Login to your AWS account and select the Elastic Beanstalk service.

Now create an application with the following config,

Creating the application environment might take couple of minutes. After the environment being created, the environment will be listed in the environment section.

Travis Config AWS Deployment


For deployment, we will require the following config,

Our new .travis.yml file should be,

language: generic
sudo: required
services:
  - docker

before_install:
  - docker build -t docker_user_name/ix-docker-react -f Dockerfile.dev .

script:
  - docker run -e CI=true docker_user_name/ix-docker-react npm run test -- --coverage

deploy:
  provider: elasticbeanstalk
  region: "ap-south-1"
  app: "ix-docker-react"
  env: "Dockerreact-env"
  bucket_name: "elasticbeanstalk-ap-south-1-366735605679"
  bucket_path: "ix-docker-react"
  on:
    branch: master
  access_key_id: $AWS_ACCESS_KEY
  secret_access_key: $AWS_SECRET_KEY

In the deploy config, the path name of the S3 bucket should be same as the app name.

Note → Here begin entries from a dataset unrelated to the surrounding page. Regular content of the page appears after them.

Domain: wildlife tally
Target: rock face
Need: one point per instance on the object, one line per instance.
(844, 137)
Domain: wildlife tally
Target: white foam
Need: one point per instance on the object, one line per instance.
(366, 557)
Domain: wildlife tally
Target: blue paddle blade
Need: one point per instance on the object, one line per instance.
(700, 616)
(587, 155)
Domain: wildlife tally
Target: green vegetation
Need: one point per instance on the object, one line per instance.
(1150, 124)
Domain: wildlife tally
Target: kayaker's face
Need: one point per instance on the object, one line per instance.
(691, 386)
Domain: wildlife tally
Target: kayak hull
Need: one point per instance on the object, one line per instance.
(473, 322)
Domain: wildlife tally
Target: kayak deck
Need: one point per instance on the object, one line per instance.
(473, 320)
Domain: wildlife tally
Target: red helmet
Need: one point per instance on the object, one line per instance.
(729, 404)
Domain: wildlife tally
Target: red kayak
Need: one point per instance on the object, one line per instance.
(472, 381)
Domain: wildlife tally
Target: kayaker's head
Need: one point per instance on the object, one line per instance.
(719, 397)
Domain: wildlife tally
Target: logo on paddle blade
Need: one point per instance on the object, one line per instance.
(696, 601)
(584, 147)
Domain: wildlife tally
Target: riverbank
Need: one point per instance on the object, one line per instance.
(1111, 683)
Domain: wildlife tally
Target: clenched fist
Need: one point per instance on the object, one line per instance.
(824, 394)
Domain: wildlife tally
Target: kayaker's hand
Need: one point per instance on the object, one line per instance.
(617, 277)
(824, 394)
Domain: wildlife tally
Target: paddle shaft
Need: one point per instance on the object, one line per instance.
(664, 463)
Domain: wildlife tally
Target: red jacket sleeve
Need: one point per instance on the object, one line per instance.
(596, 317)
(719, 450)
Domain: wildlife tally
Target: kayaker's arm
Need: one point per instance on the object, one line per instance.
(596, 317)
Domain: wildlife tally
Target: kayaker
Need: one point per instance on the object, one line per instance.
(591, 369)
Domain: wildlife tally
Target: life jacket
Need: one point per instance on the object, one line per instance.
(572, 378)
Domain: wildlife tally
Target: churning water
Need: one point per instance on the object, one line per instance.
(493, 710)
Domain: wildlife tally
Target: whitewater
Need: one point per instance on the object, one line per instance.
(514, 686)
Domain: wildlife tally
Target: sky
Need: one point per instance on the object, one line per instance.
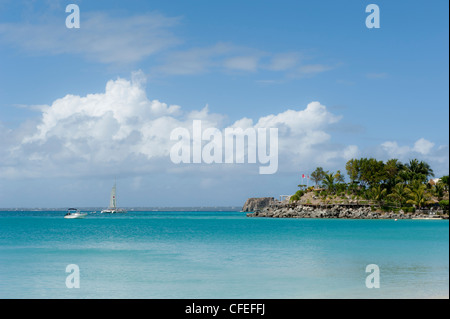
(83, 107)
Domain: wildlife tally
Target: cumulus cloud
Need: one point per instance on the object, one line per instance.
(122, 129)
(437, 157)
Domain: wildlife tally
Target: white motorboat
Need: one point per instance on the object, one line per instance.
(73, 213)
(112, 209)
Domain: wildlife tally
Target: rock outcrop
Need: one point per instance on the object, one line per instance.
(264, 208)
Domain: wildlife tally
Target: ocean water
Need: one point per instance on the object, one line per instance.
(220, 255)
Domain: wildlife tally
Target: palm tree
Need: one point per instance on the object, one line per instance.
(419, 197)
(415, 170)
(400, 193)
(377, 193)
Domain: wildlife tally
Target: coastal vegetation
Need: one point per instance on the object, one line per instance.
(385, 186)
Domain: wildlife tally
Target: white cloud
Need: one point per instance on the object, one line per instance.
(244, 63)
(423, 146)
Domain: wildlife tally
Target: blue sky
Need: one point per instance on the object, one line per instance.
(379, 92)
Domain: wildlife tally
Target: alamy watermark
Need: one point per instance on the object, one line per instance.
(73, 19)
(235, 145)
(373, 19)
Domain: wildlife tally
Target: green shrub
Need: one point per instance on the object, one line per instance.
(444, 204)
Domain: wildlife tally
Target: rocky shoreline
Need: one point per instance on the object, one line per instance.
(276, 209)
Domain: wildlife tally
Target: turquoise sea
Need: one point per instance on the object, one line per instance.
(220, 255)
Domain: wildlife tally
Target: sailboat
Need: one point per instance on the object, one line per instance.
(112, 209)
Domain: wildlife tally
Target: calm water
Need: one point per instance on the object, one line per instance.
(219, 255)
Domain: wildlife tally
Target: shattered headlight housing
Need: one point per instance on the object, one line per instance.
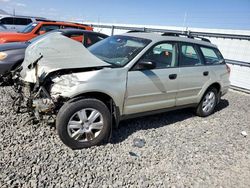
(66, 80)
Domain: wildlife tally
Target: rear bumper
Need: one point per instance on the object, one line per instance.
(224, 90)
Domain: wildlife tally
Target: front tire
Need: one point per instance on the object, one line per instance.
(83, 123)
(207, 103)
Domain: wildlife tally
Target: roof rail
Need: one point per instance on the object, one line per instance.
(135, 31)
(186, 34)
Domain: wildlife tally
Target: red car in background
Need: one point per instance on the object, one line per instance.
(38, 28)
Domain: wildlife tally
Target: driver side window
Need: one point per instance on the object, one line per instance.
(162, 55)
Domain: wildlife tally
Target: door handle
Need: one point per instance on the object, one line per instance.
(172, 76)
(206, 73)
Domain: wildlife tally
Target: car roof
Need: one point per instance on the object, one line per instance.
(78, 31)
(62, 23)
(157, 37)
(20, 16)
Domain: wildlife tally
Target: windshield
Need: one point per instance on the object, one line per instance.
(118, 50)
(43, 35)
(29, 28)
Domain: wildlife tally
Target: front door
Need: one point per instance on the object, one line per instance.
(153, 89)
(193, 74)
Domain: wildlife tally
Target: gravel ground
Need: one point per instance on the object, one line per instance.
(181, 150)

In the Elastic Beanstalk, it should open port 80 for Nginx. We have to specify the port in the Dockerfile. We can expose a port in the Elastic Beanstalk with Dockerfile by EXPOSE 80. Our new Dockerfile with updated configuration should be

FROM node:alpine
WORKDIR '/app'
COPY package.json .
RUN npm install
COPY . .
RUN npm run build

FROM nginx
EXPOSE 80
COPY --from=0 /app/build /usr/share/nginx/html

Now, if we push the changes to the github the application should be deployed to the AWS Elastic Beanstalk.

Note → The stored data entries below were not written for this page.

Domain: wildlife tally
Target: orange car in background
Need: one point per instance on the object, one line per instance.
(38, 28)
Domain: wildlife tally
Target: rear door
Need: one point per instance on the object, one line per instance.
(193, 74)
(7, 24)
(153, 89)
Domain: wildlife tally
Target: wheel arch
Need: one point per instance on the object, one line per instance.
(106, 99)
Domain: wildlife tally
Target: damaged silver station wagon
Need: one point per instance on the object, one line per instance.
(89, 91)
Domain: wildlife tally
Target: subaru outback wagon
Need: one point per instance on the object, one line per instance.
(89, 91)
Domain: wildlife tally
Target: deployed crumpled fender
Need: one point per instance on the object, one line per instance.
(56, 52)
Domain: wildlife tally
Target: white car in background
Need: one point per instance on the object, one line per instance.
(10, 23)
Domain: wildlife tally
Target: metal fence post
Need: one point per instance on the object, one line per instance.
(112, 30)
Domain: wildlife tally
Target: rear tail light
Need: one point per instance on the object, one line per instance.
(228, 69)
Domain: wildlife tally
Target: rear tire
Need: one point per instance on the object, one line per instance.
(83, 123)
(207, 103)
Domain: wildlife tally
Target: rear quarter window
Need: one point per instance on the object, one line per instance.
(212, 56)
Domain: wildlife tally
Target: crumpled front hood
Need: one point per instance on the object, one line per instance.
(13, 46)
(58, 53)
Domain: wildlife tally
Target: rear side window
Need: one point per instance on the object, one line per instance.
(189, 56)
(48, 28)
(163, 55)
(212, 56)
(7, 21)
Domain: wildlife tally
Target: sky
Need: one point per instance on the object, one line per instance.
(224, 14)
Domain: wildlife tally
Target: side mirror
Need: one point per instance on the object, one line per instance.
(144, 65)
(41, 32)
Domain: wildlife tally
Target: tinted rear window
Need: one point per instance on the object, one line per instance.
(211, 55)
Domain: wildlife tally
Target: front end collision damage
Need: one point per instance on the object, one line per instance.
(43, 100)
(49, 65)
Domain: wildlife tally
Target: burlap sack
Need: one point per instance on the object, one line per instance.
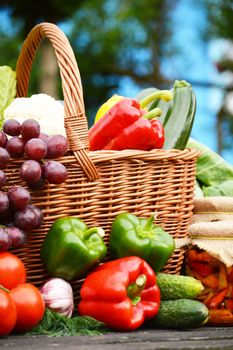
(212, 228)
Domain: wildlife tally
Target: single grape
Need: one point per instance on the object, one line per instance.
(39, 215)
(57, 146)
(12, 127)
(30, 171)
(25, 219)
(55, 172)
(7, 216)
(4, 202)
(3, 178)
(43, 136)
(4, 158)
(17, 236)
(15, 147)
(35, 149)
(30, 129)
(36, 185)
(3, 139)
(19, 197)
(5, 240)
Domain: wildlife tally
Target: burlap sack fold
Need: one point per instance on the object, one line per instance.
(212, 228)
(210, 209)
(214, 237)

From Elastic Beanstalk we can get the web url and access our react application.

Now we have a complete CI/CD with docker, github, Travis CI and AWS Beanstalk. In a team, engineers make commit in the feature branch. Other engineers will review and merge the code base to master branch. The moment, codebase is being merged to the master branch, the CI/CD will be triggered and make the deployment.

Cleanup


For the AWS Beanstalk, when we create a environment, the AWS Beanstalk create a EC2 Instance internally. This EC2 Instance is costing money. So after we are done our experiments, we need to delete the AWS Beanstalk application. We can delete the Beanstalk Application from the dashboard.